Rate Limits

Rate limits protect the shared SaaS infrastructure. Self-hosted FOSS deployments have a single operator-tunable cap.

Headers

Every rate-limited response includes:

X-RateLimit-Limit:      60
X-RateLimit-Remaining:  37
X-RateLimit-Reset:      2026-04-24T17:43:00Z
Retry-After:            12

On a 429, Retry-After is the wait time in seconds before you should send the next request to the same endpoint. Clients must honour it; hammering through 429s will shorten the cooldown further or trigger the abuse limiter.

Per-plan caps (SaaS)

These caps are per-org, not per-key. They apply across all keys the org has issued.

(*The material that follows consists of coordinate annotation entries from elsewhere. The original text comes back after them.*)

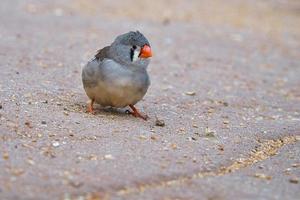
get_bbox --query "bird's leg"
[129,105,148,120]
[87,99,95,114]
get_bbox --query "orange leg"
[129,105,148,120]
[87,99,95,114]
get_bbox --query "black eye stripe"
[130,48,134,62]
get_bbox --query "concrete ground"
[0,0,300,200]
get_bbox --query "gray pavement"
[0,0,300,200]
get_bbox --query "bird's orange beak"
[139,45,152,58]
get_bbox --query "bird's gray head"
[110,31,152,68]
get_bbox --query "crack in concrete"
[115,136,300,196]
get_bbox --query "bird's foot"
[127,105,149,120]
[87,99,95,115]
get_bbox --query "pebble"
[155,119,166,127]
[104,154,115,160]
[52,141,60,147]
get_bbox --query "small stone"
[150,135,157,140]
[205,127,215,137]
[52,141,60,147]
[2,152,9,160]
[218,144,224,151]
[88,154,97,160]
[254,173,272,180]
[223,120,229,124]
[104,154,115,160]
[223,102,229,107]
[139,135,147,140]
[27,158,35,165]
[25,121,32,128]
[292,163,300,168]
[171,143,177,149]
[185,91,196,96]
[155,118,165,127]
[289,178,299,184]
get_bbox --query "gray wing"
[82,46,110,88]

Endpoint family	Free	Pro	Enterprise
`GET /monitors`, `/alerts`, catalog reads	60/min	300/min	1200/min
`POST /events` (inbound events)	60/min	600/min	3000/min
`POST /heartbeat/{monitorID}`	1/s per monitor	1/s per monitor	1/s per monitor
`POST /cloudevents/ingest/{token}`	not available	300/min	1200/min
`GET /cloudevents/poll`	not available	30/min	60/min
`GET /cloudevents/stream`	not available	5 concurrent	10 concurrent
Reply-audit & admin reads	60/min	300/min	1200/min
Write endpoints (create/update/delete)	60/min	120/min	600/min

Knative Eventing endpoints are plan-gated: Free tier receives 402 plan_gate_blocked, not 429.

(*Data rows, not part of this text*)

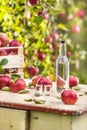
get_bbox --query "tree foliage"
[0,0,86,83]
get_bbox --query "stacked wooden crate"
[0,46,24,77]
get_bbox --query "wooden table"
[0,85,87,130]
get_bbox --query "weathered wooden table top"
[0,80,87,115]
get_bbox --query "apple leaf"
[0,58,8,66]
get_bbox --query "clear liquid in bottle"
[56,41,69,91]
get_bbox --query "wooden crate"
[0,46,24,77]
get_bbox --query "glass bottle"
[56,40,69,92]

Per-plan caps (FOSS / self-hosted)

A single limit applies (default 60/min, configurable via YIPYAP_RATE_LIMIT_RPM). Operators tuning for load should raise this per the expected integration volume, not the number of users.

Reply-dispatch caps (Knative Eventing)

Replies that flow back into yipyap (sinks acknowledging, escalating, routing, etc.) are capped separately by type:

Reply type	Pro	Enterprise	FOSS
`run.yipyap.reply.alert.claimed.v1`	60/min	120/min	120/min
`run.yipyap.reply.alert.acknowledged.v1`	30/min	60/min	60/min
`run.yipyap.reply.alert.suppressed.v1`	30/min	60/min	60/min
`run.yipyap.reply.alert.escalated.v1`	10/min	30/min	30/min
`run.yipyap.reply.alert.route.v1`	10/min	30/min	30/min
`run.yipyap.reply.monitor.deregister.v1`	5/min	15/min	15/min

See Knative Eventing → Bidirectional Alerts for the full catalog.

Backoff strategy

Respect Retry-After. Always.
Add jitter. After the Retry-After wait, sleep an additional random 0-500 ms before retrying.
Cap retries. Three attempts per request is plenty. A persistent 429 indicates an upstream bug, not bad luck.
Batch where possible. The CloudEvents batched-ingest endpoint accepts up to 256 events in one request; use it for bulk work instead of looping the single-event endpoint.

Concurrency

Long-lived endpoints (/cloudevents/stream) use a concurrency semaphore, not a rate counter. Opening more concurrent streams than your plan permits returns 429 rate_limited immediately; existing streams are unaffected.

When limits change

We announce cap changes in the console changelog. Caps only ever increase under a given tier; we do not tighten existing tiers. New capabilities may land on higher tiers exclusively.